Alongside the 2015 decision of the Truth and Reconciliation Commission of Canada to name the In-dian residential school system a “cultural genocide” came a flurry of national commemorative initia-tives largely focused on wars and genocides that happened elsewhere.

The disjuncture between a call by the Commission, the Indigenous resistance movement, and activist academics for deep self-examination, and the concurrent public and national celebration of Canada as a “land of refuge,” sit uneasily together in the commemorative landscape of Ottawa. This bifurcation leaves little space for a critical assessment of essentializing practices that can be observed both in the work/resistance of those eager and those unwilling to effect structural change. Based on an interrogation of the discursive fields surrounding Ottawa’s Polish-led Monument to the Victims of Communism, this talk considers the possible utility (and outlines the limits) of multidirectional and processual/relational models of heritage-making in an ongoing colonial context.


Jerzy (Jurek) Elżanowski
is Assistant Professor in Indigenous and Canadian Studies (Heritage Conservation) at Carleton University, jointly appointed to the Institute for Comparative Studies in Literature, Art and Culture.

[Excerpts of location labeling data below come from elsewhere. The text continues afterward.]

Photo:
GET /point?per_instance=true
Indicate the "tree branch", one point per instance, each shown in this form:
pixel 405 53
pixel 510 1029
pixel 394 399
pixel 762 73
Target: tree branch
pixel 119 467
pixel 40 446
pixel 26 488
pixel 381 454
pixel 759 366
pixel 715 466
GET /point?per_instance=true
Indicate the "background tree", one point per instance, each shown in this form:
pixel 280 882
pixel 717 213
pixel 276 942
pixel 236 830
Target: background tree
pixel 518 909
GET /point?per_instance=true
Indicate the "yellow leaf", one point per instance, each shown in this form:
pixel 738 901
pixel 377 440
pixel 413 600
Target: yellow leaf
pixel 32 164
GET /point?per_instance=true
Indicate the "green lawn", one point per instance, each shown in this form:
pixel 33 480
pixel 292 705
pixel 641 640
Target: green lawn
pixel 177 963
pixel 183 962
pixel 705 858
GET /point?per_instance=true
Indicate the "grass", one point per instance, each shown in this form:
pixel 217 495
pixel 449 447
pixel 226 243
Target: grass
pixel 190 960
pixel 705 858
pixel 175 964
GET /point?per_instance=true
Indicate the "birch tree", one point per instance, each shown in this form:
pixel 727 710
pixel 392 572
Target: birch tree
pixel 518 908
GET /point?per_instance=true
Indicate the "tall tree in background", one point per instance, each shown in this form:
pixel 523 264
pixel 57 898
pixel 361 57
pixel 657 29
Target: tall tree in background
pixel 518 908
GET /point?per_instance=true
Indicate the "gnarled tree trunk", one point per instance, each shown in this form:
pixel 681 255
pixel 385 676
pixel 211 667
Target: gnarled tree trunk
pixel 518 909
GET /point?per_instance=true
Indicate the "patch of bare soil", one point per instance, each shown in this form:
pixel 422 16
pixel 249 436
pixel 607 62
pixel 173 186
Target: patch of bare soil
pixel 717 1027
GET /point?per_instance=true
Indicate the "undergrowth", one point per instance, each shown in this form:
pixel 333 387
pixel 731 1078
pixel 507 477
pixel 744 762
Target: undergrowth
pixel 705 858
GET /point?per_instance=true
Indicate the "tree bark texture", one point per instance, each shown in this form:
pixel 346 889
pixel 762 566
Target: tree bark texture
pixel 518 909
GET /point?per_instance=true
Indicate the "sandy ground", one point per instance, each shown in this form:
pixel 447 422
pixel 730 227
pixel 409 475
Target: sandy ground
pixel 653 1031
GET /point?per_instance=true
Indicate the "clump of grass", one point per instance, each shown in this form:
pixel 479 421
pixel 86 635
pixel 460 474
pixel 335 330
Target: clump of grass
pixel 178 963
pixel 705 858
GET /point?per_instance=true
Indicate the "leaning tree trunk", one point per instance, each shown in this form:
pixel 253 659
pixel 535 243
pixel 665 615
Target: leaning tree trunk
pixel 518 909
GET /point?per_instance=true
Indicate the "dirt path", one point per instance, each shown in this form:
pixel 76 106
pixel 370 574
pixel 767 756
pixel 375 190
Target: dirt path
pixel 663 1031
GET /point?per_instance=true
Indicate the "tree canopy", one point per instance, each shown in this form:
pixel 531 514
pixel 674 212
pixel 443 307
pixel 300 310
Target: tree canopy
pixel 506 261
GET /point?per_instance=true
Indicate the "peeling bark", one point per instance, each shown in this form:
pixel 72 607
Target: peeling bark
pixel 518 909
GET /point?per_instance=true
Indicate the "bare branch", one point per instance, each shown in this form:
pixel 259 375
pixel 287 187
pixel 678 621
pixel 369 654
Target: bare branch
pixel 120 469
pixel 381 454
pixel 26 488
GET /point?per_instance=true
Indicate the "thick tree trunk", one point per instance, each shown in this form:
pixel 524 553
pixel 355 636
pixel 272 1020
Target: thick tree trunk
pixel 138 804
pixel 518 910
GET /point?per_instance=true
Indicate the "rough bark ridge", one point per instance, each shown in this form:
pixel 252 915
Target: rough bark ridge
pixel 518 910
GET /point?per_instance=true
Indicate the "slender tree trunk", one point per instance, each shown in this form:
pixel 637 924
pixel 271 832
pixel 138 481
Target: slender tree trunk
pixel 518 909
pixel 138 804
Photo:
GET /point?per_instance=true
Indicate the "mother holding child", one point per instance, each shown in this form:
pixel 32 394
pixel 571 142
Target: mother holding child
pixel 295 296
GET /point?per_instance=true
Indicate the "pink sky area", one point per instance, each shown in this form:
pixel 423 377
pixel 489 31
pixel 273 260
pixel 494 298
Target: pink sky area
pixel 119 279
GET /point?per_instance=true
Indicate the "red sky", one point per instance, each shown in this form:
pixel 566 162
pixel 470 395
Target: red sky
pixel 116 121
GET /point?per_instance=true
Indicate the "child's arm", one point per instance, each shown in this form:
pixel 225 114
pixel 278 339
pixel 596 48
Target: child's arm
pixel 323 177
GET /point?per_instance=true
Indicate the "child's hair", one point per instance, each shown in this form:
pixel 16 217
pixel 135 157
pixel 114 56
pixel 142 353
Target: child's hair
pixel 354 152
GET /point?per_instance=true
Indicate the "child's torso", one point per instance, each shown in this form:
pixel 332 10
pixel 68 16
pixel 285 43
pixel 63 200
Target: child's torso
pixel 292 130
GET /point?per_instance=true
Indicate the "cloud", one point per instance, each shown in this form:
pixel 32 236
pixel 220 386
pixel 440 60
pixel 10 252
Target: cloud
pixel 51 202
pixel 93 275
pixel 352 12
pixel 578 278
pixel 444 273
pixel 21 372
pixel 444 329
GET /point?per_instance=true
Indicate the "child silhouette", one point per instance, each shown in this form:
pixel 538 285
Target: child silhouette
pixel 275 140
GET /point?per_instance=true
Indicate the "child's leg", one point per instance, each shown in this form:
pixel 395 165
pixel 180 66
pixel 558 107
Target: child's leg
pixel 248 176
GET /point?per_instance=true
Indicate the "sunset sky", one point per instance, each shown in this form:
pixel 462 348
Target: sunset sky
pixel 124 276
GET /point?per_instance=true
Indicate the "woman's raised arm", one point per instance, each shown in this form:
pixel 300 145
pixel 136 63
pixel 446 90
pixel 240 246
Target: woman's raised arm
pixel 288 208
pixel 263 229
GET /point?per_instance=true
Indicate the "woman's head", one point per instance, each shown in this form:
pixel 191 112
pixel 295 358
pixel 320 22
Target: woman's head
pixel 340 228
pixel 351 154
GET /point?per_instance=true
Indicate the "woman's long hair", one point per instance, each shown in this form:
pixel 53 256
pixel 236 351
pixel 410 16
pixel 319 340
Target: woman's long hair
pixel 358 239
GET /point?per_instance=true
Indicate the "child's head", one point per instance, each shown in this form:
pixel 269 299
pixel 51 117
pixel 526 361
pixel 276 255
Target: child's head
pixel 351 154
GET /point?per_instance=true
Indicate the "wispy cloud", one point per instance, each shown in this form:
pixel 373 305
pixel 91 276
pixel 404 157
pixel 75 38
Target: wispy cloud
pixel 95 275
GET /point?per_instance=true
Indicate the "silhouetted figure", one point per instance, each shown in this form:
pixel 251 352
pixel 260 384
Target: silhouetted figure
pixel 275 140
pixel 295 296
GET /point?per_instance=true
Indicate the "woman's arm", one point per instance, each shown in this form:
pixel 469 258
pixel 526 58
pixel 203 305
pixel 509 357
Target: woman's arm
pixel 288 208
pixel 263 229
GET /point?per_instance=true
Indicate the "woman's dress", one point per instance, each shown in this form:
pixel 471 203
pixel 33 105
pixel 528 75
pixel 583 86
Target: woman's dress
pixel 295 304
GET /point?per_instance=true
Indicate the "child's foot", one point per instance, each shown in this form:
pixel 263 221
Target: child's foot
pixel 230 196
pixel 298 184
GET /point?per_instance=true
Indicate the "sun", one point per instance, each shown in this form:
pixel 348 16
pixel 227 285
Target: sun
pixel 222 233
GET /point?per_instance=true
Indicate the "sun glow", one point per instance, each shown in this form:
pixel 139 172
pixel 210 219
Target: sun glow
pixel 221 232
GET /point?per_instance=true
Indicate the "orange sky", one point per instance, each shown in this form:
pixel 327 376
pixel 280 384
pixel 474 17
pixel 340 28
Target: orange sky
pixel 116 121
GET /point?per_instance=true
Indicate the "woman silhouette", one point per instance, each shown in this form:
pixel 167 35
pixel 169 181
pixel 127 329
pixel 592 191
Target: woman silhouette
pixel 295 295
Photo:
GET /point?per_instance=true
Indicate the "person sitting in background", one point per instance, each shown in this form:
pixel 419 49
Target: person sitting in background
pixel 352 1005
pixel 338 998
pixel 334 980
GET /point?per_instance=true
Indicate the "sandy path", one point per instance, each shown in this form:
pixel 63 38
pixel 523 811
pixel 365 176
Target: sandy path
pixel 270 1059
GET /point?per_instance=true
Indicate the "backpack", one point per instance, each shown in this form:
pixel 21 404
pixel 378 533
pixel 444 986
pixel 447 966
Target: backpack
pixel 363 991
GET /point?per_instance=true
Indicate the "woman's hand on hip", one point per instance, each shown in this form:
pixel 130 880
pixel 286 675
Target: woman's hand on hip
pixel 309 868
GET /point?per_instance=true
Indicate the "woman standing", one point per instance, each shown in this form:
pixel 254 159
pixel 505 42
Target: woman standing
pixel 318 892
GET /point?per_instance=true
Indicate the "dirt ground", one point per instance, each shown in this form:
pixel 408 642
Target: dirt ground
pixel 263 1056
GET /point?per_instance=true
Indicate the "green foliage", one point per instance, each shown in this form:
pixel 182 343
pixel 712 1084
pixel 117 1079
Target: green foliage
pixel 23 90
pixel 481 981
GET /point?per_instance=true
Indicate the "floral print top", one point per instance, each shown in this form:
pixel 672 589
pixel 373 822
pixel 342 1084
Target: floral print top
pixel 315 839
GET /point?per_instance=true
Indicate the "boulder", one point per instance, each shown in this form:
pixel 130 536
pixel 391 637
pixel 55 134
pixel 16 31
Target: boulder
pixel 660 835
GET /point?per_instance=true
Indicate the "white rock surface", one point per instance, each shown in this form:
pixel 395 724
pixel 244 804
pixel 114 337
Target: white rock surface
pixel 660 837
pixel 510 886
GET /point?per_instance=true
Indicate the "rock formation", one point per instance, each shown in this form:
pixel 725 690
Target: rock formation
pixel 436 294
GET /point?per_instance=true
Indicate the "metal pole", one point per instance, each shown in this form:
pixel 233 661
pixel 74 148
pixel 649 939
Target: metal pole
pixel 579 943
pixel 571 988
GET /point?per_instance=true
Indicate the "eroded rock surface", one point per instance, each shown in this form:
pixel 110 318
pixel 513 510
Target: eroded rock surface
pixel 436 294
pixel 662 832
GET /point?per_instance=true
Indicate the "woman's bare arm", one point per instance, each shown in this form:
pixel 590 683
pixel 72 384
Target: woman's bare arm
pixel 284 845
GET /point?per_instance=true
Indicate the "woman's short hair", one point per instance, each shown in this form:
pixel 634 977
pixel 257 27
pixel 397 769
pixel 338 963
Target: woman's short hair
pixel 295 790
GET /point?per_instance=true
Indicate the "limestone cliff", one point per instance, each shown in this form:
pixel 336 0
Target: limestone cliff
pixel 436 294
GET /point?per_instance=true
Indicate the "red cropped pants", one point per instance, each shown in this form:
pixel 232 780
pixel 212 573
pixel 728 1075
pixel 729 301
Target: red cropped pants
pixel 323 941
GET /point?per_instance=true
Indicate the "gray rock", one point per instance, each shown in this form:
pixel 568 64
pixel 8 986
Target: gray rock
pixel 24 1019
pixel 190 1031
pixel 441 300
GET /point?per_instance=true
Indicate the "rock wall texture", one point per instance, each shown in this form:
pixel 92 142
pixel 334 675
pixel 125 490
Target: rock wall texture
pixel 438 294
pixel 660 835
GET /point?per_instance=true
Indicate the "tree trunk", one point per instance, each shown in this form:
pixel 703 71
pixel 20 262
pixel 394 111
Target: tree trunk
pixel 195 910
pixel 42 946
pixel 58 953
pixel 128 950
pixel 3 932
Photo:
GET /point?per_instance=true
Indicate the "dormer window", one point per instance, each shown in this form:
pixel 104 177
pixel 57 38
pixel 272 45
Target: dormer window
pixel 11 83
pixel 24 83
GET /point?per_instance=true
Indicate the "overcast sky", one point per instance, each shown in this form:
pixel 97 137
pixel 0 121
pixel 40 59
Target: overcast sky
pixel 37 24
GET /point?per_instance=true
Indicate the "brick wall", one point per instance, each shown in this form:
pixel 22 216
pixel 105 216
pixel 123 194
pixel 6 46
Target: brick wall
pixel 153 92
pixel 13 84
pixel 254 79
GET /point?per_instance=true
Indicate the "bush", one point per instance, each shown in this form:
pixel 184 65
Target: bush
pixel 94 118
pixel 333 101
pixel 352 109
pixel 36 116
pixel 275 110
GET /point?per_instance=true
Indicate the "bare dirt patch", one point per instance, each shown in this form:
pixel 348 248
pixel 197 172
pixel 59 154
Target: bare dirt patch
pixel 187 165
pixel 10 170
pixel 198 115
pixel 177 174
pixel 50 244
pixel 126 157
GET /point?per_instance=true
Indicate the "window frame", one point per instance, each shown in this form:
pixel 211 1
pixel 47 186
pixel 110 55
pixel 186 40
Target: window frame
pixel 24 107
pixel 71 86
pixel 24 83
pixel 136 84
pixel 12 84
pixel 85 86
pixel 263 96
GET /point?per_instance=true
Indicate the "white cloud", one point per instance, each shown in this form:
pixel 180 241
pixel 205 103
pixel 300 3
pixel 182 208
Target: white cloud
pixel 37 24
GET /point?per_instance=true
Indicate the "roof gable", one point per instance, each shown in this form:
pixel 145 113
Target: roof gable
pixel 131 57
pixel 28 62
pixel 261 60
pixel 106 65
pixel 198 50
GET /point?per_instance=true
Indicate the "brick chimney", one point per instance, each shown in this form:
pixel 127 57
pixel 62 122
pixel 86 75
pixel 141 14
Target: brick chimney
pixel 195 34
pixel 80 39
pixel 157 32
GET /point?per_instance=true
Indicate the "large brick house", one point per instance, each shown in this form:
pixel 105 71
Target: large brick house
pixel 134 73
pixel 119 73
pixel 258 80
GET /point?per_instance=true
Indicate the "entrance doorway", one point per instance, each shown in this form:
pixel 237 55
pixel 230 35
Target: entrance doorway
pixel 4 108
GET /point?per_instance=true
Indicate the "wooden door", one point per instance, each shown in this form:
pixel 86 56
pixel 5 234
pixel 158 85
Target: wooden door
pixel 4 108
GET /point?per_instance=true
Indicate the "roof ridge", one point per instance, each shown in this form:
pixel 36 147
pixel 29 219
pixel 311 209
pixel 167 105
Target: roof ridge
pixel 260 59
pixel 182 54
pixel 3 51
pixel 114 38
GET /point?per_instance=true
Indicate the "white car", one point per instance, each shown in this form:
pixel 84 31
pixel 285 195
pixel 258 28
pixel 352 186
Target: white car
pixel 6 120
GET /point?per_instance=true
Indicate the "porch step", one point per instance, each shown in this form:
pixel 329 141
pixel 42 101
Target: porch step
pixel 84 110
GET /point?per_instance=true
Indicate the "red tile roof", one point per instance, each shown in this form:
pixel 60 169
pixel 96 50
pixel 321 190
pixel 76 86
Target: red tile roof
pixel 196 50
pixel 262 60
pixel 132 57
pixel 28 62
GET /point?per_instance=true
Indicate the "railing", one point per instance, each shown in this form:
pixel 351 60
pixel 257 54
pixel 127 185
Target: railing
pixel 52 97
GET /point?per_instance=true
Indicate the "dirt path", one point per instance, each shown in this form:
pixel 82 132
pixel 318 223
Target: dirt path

His current research projects focus on a) the history and historiography of urban war damage, including archival bomb damage maps and destruction surveys; b) difficult monuments in Canada’s National Capital Region in the context of transnational commemorative practices; c) multi-vocal consultation methodologies for engaging communities in design for public installations. He holds a professional Master’s degree in Architecture from McGill University, and a joint PhD in Heritage Conservation, Architectural History, and Interdisciplinary Studies from the Bauhaus University Weimar and the University of British Columbia. He has taught and practiced in the fields of architecture and heritage conservation across Canada, Germany, and Poland.